My dear boys, this is utter, utter pigswill. The girls you meet are not sitting in suspended animation, waiting for your manly shoulder to cry on, your voice to explain everything and make it alright. The girl you fall in love with has opinions, loves, passions, tragedies, strengths and weaknesses all of her own. She was born an endlessly complex, endlessly marvellous creature, and has spent her life thus far remembering and discovering who she is. She has spent her life in a world where too many stories told her that she had to stay put and look pretty, that all her value lay in what a man thought of her, wanted from her, was willing to do for her. I hope she is fighting against it. I hope she has come out spitting.

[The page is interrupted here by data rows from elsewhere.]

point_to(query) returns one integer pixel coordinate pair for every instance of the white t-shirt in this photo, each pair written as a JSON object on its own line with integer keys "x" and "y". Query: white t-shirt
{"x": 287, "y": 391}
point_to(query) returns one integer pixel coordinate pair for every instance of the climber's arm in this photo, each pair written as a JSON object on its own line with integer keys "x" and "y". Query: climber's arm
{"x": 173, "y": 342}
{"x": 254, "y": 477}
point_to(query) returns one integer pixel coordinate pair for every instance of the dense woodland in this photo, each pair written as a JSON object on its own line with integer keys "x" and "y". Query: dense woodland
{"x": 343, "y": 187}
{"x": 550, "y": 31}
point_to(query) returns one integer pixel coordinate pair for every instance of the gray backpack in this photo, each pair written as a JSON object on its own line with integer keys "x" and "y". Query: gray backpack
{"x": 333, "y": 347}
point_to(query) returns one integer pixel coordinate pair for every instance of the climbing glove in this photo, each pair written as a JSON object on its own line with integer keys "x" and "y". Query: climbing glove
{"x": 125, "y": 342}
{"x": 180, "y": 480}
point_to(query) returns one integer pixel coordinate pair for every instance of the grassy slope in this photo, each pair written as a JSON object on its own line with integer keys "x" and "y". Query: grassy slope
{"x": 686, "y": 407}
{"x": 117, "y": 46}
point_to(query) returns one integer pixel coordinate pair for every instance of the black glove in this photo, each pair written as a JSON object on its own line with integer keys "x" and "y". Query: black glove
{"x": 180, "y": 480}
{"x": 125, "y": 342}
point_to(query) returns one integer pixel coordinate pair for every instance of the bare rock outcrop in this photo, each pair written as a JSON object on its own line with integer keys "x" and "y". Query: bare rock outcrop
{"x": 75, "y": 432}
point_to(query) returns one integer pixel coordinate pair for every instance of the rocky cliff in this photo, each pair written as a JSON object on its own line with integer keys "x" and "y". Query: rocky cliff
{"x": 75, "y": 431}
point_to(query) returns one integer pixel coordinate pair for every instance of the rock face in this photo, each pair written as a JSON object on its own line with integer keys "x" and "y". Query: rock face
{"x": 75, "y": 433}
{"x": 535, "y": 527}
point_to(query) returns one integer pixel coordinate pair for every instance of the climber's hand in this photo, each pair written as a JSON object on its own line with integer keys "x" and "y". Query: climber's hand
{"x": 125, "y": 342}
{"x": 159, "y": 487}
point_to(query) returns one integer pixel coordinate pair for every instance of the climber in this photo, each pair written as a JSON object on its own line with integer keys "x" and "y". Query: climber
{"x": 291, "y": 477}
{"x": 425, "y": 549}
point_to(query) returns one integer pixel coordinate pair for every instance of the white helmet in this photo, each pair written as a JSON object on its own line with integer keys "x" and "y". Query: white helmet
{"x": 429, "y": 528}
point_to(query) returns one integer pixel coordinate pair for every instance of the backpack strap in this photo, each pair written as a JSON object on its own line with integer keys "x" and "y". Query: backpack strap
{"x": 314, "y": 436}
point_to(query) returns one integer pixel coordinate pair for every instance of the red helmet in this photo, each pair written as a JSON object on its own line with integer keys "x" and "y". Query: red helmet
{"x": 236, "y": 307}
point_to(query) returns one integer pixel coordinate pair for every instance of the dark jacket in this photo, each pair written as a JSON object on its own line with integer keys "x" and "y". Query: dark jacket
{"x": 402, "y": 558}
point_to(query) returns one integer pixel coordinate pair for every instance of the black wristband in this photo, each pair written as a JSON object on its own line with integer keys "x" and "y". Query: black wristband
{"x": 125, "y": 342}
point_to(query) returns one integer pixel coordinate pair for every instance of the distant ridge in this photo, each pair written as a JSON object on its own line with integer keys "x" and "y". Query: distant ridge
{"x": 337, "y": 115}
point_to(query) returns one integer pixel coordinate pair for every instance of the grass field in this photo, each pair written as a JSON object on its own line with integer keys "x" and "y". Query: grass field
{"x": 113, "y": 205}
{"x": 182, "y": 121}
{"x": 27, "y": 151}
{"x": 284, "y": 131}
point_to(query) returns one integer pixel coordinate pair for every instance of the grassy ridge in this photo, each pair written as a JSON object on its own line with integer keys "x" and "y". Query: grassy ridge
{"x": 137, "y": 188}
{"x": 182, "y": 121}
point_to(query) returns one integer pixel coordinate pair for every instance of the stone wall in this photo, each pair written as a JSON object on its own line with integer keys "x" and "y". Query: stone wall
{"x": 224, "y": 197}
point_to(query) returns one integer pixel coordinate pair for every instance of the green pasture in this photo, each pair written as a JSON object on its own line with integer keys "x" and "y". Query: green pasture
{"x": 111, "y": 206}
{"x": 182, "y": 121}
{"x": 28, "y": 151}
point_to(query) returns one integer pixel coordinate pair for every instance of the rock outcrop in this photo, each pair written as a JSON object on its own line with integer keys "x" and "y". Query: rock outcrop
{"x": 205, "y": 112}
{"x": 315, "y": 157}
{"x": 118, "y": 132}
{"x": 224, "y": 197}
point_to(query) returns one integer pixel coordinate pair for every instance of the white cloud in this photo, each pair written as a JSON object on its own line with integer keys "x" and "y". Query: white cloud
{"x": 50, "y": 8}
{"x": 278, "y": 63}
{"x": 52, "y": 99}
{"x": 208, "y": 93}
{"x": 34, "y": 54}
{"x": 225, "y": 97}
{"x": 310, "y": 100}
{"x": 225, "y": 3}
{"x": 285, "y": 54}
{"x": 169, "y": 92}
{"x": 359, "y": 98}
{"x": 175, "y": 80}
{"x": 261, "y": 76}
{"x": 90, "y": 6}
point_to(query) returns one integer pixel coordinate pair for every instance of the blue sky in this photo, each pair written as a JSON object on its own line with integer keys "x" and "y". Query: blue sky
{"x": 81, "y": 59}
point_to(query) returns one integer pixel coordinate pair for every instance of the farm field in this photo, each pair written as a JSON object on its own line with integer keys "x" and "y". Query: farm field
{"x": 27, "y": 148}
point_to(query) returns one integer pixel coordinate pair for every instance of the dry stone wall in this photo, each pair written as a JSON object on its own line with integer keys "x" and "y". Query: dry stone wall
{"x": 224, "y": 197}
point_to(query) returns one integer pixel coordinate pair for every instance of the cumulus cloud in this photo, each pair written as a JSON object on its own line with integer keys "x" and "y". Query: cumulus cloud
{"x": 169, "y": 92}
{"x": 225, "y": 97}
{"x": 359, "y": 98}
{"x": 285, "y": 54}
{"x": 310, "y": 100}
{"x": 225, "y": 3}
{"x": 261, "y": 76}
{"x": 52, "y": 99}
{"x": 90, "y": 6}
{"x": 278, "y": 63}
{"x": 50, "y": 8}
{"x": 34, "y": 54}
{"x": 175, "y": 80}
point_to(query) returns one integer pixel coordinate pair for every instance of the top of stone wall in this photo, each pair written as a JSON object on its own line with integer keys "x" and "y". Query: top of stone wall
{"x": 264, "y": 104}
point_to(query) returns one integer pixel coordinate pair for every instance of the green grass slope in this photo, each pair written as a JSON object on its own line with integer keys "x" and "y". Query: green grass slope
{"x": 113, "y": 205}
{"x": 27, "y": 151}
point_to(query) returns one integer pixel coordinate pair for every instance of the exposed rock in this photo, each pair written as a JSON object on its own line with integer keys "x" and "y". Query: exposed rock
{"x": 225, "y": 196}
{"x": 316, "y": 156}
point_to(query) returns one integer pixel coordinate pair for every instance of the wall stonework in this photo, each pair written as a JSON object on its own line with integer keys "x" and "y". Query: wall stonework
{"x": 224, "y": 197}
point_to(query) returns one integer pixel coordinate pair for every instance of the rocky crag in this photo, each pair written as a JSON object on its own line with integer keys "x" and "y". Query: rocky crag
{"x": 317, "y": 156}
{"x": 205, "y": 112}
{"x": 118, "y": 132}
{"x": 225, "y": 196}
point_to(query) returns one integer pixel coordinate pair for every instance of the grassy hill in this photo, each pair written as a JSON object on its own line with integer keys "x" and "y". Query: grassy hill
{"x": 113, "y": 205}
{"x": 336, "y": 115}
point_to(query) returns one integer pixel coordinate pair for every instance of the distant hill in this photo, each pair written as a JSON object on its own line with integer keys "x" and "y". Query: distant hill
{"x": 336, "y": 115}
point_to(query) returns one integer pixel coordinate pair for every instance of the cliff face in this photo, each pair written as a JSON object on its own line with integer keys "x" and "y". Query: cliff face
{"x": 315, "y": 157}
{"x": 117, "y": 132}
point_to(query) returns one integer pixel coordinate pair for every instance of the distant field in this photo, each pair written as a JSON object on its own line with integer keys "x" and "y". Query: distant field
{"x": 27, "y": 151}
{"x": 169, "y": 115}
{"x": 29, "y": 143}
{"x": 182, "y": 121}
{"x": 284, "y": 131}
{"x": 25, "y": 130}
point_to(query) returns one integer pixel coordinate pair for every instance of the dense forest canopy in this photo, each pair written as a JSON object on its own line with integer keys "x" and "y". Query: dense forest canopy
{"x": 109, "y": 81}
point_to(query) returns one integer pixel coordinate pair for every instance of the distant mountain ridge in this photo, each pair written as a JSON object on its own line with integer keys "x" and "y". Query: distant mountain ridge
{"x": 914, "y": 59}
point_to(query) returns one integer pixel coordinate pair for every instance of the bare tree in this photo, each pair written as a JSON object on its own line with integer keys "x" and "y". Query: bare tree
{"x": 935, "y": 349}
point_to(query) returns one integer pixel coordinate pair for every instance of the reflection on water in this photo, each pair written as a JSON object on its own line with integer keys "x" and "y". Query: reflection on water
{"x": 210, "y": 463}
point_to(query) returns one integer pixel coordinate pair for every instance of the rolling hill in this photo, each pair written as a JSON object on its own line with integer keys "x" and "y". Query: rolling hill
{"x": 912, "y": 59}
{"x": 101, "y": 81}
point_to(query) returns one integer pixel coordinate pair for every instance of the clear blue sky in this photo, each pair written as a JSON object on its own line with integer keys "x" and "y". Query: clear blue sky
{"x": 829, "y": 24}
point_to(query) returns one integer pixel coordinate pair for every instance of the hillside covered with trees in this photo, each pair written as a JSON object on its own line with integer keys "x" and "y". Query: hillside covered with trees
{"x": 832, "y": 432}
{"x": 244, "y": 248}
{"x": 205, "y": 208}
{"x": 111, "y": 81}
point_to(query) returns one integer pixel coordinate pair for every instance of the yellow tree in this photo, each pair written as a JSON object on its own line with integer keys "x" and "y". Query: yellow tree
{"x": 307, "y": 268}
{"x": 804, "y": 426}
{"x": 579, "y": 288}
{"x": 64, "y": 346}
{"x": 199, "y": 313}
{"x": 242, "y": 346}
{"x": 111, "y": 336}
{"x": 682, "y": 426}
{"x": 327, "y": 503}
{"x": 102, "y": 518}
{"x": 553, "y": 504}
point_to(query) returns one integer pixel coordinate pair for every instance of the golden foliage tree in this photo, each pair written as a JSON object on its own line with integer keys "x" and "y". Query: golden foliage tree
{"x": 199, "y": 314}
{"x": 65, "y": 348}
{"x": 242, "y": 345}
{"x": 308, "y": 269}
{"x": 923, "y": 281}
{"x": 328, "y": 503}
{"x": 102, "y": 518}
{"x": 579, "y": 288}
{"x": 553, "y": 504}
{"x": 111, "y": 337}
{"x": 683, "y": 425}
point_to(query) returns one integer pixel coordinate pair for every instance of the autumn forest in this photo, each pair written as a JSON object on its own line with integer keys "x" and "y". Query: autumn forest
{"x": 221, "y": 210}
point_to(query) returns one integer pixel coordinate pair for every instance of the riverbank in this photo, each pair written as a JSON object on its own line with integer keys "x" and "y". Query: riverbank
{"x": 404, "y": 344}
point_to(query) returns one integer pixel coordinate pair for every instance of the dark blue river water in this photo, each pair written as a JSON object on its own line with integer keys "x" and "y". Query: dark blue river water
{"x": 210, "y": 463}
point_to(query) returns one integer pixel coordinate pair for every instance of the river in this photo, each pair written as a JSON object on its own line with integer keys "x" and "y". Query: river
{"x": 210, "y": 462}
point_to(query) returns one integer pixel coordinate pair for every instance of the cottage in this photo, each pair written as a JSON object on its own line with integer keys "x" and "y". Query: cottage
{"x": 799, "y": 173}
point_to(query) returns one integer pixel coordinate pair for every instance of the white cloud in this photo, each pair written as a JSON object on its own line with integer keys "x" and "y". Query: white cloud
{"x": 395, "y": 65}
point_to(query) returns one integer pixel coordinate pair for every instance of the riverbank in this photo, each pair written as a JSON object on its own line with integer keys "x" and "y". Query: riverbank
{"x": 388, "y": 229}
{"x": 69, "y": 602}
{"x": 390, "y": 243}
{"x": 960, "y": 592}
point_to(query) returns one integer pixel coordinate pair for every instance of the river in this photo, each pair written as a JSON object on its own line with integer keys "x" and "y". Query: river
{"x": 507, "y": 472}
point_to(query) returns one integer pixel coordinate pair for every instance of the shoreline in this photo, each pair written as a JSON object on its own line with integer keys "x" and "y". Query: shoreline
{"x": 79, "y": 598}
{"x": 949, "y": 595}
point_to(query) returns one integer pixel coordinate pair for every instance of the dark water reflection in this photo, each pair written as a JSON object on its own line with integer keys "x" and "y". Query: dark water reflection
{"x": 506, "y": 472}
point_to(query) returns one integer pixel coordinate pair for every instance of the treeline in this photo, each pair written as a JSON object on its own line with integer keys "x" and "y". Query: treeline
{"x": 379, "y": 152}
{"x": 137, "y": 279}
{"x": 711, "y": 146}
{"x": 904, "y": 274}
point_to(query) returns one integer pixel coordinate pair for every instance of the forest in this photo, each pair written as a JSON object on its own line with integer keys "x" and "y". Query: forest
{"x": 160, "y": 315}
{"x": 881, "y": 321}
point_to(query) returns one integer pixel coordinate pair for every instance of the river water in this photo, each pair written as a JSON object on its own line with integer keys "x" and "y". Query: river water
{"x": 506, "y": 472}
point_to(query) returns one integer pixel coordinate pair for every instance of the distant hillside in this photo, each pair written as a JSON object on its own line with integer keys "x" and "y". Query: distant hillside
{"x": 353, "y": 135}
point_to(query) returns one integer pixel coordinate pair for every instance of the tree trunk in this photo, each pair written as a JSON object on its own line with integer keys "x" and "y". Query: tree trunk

It’s not much fun for you either, this handsome prince lark. Of course it’s nice to be needed, but the pressure to always be the strong one, always chopping down that damned forest to get to her, can be suffocating. At best, you feel an added pressure to always be in control of yourself, to never show weakness or emotion, and to carry the weight of you both even when you’re sinking. At worst, you begin to assume that only you know the answers to the questions that bother you both. You make the decisions, you tell her what to think, you explain things, endlessly. It’s disrespectful to both of you, that sort of thing. It leads nowhere good.
This is what I want you to say, when you find a girl that makes you feel like the best version of yourself: to hell with the stories. Do you hear me? To hell with them. Neither of you have to be anything you’re not. Both of you are endlessly complex, endlessly marvellous creatures, and you’ll spend a lifetime learning each others’ strengths and bolstering your weaknesses. Sometimes you’ll be on the horse, and sometimes you’ll be in the tower. Sometimes you’ll be back-to-back, chopping down the thorns with a sword in each hand. Let her be, in all her wonderful imperfection. Let yourself be, too. It’s alright. Together you’ll leap every obstacle and storm every castle and make something so fine we’ll hardly be able to look at it straight.
Oh, I love you to your bones, my darling boys. So will she. Be worthy of it. Or I really will break your kneecaps.